8. As per the complainant ASI Mushtaq Ali, on 06.02.2015, when he was on his duty at Police Station, Miro Khan, there came Sikandar Ali and reported death of his daughter Mst.Kamal Khatoon and sought for issuance of letter to medical officer concerned for conducting postmortem on her dead body with an assertion that he would lodge formal FIR of the incident later-on. It was done accordingly, without recording formal report even in roznamcha, by the complainant, which appears to be significant. The formal FIR of the incident was lodged by ASI Mushtaq Ali on behalf of the State on 10.02.2015, allegedly on the basis of information provided to him by a spy intimating him that the deceased has been done to death by her father, brothers and husband in connivance with each other by declaring her to be “Kari” with Akbar Dayo. Neither said Akbar Dayo nor any independent person was examined, during investigation or at trial to prove such factum; such omission could not be overlooked, which apparently has made the involvement of the appellant in this case to be doubtful. Be that as it may, FIR of the incident has been lodged with delay of about five days and explanation to such delay furnished by complainant ASI Mushtaq Ali is not appearing to be plausible. Indeed, he being police officer is appearing to be instrumental in causing delay in recording FIR of the incident, without lawful justification.

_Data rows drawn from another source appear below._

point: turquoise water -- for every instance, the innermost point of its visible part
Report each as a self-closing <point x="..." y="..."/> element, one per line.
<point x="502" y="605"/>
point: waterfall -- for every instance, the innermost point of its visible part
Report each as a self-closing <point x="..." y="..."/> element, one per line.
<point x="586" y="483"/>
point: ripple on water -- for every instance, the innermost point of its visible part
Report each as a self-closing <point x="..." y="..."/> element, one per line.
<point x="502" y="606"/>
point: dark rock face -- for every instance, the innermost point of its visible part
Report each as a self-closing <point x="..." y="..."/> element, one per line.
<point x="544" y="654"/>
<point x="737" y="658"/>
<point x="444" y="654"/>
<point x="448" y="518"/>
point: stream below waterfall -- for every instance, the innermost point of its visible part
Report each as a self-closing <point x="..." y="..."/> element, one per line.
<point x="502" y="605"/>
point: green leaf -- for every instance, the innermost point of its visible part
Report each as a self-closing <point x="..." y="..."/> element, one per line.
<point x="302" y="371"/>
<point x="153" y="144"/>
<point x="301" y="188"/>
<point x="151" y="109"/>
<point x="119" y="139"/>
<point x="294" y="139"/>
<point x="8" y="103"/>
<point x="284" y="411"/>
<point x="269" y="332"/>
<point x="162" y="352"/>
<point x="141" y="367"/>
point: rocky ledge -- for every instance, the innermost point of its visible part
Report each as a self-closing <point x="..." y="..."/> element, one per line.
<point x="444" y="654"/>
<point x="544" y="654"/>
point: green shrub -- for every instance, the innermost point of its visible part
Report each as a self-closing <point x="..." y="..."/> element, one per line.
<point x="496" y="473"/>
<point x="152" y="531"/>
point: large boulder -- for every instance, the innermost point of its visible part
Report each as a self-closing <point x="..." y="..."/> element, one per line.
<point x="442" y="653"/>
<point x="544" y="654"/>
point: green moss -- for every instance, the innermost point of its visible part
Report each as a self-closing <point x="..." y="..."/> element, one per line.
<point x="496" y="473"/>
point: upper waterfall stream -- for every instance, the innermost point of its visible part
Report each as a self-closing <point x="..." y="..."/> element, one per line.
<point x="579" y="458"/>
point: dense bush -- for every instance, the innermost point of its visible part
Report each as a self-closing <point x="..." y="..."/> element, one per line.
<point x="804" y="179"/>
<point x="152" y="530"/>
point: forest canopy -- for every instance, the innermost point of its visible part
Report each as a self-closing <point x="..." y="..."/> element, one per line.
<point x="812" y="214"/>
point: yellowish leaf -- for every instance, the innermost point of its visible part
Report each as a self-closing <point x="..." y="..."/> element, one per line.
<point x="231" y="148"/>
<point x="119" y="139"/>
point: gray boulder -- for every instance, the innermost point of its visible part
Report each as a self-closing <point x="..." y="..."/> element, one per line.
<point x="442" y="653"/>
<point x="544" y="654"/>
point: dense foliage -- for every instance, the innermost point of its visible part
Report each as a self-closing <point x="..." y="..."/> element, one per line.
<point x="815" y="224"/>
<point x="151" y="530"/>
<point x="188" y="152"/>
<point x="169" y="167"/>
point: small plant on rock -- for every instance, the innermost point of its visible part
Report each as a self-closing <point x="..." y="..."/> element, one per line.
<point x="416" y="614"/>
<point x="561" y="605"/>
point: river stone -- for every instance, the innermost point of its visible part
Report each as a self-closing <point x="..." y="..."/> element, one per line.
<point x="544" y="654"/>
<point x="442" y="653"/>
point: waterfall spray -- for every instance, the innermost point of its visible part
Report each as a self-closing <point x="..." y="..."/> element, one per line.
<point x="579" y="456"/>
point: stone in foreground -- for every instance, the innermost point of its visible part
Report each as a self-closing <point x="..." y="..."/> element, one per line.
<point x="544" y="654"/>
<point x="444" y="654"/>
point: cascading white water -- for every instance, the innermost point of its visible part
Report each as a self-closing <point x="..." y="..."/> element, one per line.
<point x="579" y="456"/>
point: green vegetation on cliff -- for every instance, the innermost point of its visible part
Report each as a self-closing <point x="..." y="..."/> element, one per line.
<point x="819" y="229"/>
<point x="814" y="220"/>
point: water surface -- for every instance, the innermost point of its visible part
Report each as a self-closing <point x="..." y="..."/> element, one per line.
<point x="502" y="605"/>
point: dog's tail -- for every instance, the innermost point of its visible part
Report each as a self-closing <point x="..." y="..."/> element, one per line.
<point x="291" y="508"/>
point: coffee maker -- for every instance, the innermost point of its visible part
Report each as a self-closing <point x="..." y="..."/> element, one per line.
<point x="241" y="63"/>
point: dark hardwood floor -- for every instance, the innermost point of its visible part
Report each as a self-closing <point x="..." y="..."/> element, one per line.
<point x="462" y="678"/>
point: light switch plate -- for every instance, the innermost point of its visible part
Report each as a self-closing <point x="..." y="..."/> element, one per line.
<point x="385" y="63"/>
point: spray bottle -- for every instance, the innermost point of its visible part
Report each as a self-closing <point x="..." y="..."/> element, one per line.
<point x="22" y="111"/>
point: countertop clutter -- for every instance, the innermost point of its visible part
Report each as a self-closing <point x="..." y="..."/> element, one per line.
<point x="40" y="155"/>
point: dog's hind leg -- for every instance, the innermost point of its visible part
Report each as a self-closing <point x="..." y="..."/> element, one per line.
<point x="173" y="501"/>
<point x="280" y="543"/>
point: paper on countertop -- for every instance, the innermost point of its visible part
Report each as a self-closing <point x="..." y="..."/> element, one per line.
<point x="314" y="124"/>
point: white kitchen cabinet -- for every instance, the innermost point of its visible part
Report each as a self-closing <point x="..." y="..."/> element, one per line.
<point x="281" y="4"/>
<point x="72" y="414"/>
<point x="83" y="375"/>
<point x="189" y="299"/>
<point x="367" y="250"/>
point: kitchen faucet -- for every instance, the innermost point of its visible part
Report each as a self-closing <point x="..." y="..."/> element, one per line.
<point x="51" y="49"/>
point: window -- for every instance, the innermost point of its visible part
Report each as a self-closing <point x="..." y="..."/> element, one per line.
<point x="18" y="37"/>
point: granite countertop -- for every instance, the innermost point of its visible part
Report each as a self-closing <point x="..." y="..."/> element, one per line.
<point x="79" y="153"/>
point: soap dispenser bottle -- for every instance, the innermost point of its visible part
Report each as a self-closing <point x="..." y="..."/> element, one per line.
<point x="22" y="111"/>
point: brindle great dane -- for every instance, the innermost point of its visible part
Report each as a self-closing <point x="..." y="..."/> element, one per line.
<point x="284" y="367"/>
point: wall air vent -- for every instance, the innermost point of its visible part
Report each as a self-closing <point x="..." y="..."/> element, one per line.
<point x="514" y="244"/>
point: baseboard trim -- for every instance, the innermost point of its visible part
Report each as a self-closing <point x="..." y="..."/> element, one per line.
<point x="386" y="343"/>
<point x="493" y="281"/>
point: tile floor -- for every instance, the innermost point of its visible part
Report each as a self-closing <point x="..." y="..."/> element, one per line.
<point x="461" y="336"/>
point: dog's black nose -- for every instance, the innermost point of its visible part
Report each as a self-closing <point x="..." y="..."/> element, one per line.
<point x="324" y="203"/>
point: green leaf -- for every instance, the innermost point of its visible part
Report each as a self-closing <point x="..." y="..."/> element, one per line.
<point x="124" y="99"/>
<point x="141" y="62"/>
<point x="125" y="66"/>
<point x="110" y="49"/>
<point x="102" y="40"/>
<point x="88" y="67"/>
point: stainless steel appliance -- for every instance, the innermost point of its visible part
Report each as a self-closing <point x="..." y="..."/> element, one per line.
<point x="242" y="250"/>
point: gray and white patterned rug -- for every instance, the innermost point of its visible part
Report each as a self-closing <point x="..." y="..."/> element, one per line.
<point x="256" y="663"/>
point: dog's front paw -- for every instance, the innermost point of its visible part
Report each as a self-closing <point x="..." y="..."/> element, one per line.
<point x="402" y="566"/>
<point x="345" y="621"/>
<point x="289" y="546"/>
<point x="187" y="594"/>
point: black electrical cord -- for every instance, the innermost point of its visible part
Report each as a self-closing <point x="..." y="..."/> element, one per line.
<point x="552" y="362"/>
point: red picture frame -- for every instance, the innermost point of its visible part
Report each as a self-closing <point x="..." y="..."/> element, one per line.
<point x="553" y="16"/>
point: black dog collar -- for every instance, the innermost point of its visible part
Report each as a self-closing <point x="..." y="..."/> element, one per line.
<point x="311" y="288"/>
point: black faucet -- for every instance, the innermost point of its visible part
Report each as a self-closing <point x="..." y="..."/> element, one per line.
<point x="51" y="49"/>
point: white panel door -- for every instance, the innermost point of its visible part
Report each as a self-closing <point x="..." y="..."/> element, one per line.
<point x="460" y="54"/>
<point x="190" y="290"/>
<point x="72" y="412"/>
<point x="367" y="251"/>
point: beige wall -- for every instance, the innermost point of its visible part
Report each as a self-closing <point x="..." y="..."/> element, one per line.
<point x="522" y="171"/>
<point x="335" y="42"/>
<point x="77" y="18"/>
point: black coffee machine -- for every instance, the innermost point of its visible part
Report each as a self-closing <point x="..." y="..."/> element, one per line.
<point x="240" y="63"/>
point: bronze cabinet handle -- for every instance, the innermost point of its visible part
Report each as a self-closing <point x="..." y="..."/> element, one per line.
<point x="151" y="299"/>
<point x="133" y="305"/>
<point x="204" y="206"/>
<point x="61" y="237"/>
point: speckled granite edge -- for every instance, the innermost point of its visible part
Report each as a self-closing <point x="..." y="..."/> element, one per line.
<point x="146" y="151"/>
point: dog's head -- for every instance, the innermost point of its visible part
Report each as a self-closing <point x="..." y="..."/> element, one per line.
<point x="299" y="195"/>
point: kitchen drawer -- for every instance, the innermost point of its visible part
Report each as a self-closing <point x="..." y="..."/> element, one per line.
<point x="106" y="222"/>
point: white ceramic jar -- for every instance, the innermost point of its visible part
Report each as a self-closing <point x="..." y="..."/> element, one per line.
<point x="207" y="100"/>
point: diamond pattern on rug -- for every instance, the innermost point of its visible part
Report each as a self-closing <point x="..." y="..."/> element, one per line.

9. In case of Imran Ashraf and others vs. The State (2001 SCMR-424), it was observed by Hon’ble Court that;
“Section 154, Cr.P.C. lays down procedure for registration of an information in cognizable cases and it also indeed gives mandatory direction for registration of the case as per the procedure. Therefore, police enjoys no jurisdiction to cause delay in registration of the case and under the law is bound to act accordingly enabling the machinery of law to come into play as soon as it is possible and if first information report is registered without any delay it can help the investigating agency in completing the process of investigation expeditiously”.
10. Admittedly, none has seen the appellant committing the alleged incident therefore, his involvement on the basis of spy information could hardly be said to be justified to maintain his conviction.
11. In case of Faheem Ahmed Farooqui vs. The State (2008 SCMR-1572), it is held that;
“single infirmity creating reasonable doubt regarding truth of the charge makes the whole case doubtful.
12. In view of the facts and reasons discussed above, the impugned judgment is set aside. Consequently, the appellant is acquitted of the offence for which he was charged, tried and convicted by learned trial Court. He is in custody and shall be released forthwith, if not required in any other custody case.
13. The appeal and reference are disposed of accordingly.